Consider the code below (a convex, quadratically constraint, quadratic program I pulled out of a hat). As it stands, it runs fine. However, if I comment out the for loop (i.e. I don’t manually set the starting values of x to arbitrary nonzero values), JuMP tells me the solution is infeasible. Anybody know what’s going on here?
Thanks a lot!
Q,R = qr(randn(53,53))
J = randn(53)
H = Q*diagm(randn(53).^2)*Q'
using JuMP
using Ipopt
model = Model(Ipopt.Optimizer)
@variable(model, x[1:53])
for i = 1:53
# Ipopt screws up if this is not the case!
set_start_value(x[i], 1.)
end
@objective(model, Min, x'*H*x)
@constraint(model, x'*J == 0.)
@constraint(model, x'*x == 1.)
JuMP.optimize!(model)
What is the output of termination_status(model) in both cases?

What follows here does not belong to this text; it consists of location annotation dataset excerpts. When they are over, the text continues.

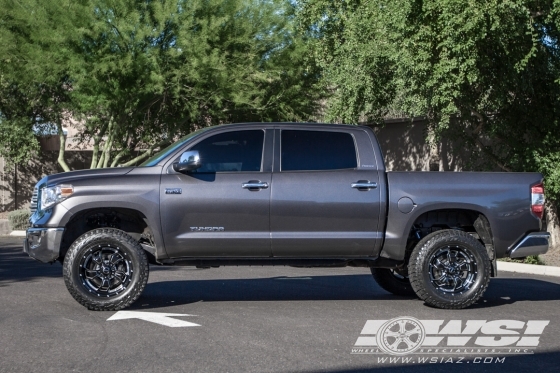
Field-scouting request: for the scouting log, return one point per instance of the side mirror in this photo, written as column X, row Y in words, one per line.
column 190, row 160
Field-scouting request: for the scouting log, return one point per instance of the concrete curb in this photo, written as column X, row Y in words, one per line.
column 528, row 268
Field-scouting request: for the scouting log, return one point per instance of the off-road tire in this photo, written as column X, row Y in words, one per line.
column 393, row 282
column 429, row 270
column 96, row 256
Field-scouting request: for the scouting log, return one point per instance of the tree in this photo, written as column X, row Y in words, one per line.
column 486, row 72
column 154, row 71
column 33, row 76
column 137, row 75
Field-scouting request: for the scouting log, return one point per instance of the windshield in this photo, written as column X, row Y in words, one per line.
column 156, row 158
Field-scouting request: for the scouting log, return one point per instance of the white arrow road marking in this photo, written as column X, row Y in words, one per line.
column 155, row 317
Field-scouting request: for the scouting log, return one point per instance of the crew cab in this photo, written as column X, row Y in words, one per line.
column 295, row 194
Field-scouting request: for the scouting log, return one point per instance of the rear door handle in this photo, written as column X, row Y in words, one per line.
column 254, row 185
column 364, row 185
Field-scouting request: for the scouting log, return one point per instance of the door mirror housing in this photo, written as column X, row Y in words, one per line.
column 190, row 160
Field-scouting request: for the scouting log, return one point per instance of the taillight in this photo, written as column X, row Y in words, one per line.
column 537, row 200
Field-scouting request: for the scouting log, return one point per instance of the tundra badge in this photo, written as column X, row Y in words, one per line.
column 173, row 191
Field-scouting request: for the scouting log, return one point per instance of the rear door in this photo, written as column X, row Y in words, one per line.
column 223, row 208
column 324, row 201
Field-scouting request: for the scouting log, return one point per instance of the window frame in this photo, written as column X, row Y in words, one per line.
column 263, row 150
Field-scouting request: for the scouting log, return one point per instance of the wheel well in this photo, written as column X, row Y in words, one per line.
column 469, row 221
column 133, row 222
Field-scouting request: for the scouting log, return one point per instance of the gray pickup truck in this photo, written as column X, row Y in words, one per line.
column 296, row 194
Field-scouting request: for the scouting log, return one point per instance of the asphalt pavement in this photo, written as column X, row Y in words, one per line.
column 270, row 319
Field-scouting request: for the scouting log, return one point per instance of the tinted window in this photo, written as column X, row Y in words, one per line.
column 317, row 150
column 231, row 151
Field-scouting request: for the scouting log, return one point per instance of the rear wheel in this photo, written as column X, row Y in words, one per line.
column 105, row 270
column 449, row 269
column 394, row 281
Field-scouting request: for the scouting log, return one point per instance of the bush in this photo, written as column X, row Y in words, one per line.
column 19, row 220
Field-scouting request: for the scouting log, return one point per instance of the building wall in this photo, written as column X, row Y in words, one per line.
column 17, row 182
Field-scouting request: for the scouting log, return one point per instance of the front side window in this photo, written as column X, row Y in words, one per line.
column 231, row 151
column 317, row 151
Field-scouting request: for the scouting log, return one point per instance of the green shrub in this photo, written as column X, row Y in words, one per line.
column 19, row 220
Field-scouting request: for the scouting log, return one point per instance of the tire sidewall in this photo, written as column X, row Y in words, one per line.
column 451, row 297
column 420, row 269
column 89, row 241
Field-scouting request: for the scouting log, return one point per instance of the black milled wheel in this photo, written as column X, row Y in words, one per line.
column 449, row 269
column 105, row 270
column 394, row 281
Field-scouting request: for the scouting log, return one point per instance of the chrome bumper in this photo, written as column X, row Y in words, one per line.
column 531, row 244
column 43, row 244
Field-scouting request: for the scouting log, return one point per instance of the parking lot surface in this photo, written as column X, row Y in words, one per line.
column 267, row 319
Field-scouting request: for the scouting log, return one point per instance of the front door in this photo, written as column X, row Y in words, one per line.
column 223, row 207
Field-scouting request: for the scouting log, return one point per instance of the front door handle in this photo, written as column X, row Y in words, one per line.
column 254, row 185
column 364, row 185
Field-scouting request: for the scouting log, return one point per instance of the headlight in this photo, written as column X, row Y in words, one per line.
column 52, row 195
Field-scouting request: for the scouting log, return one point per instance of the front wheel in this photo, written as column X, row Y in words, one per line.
column 105, row 270
column 449, row 269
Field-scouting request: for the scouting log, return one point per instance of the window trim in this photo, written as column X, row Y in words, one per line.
column 190, row 146
column 319, row 130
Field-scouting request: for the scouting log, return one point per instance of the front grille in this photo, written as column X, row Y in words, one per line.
column 34, row 200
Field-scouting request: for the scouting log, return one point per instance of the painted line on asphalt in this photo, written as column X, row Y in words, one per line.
column 532, row 269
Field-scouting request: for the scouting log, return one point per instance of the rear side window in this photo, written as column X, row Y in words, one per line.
column 231, row 151
column 317, row 150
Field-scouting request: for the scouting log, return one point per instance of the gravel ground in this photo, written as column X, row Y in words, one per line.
column 552, row 258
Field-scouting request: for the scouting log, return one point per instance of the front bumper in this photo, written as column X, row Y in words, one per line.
column 43, row 244
column 532, row 244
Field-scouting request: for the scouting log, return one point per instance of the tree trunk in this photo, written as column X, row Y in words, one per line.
column 553, row 226
column 62, row 148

Ipopt is probably finding a locally infeasible solution. This isn’t the same thing as proving that the problem has no feasible solution, and it is expected behavior.

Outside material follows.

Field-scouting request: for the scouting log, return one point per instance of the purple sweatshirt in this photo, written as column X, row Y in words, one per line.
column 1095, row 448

In general, for nonlinear solvers you should provide a good guess for the starting solution using domain knowledge.
The gradient of the constraint @constraint(model, x'*x == 1.) is zero at the default starting point (all zeros) and the constraint isn’t satisfied, so this may be triggering Ipopt’s local infeasibility criterion. If that’s the case, Ipopt is working as designed.
Hi, you are both correct that x .= 0 is infeasible. But so is the manual initialisation x.=1. Since this a convex program (the quadratic matrices are positive definite), I would have thought that Ipopt would be expected to find an initial feasible starting point a priori? Is this not the case?
The constraint x'*x == 1 is not a convex constraint.
The issue isn’t whether the initial point is infeasible. More specifically, it’s whether the initial point satisfies Ipopt’s conditions for declaring local infeasibility. I don’t know these in detail, but having an un-satisfied constraint whose gradient is zero (so there’s no first-order direction to escape the infeasibility) seems likely to trigger these conditions.
Yes, completely correct I was careless. x’*x <= 1 is the convex constraint. Sorry about that.
In which case it is a nonlinear program, and initial conditions will determine feasibility. Makes intuitive sense that you need some initial amount of gradient on the constraints to get towards a feasible solution. Everything makes sense. Thanks a lot to both!
If the constraint is x' * x \leq 1, then the global optimum is just x .== 0, right?
If you do have a convex problem like this, a conic formulation should always find the global optimum. In Convex.jl, e.g., the problem would be formulated as
using LinearAlgebra
Q,R = qr(randn(53,53))
J = randn(53)
H = Q*diagm(randn(53).^2)*Q'
using Convex
using SCS
x = Variable(53)
problem = minimize(quadform(x, Symmetric(H)), [x' * J == 0, norm(x, 2) <= 1])
solve!(problem, SCSSolver())
@show problem.optval
@show evaluate(x)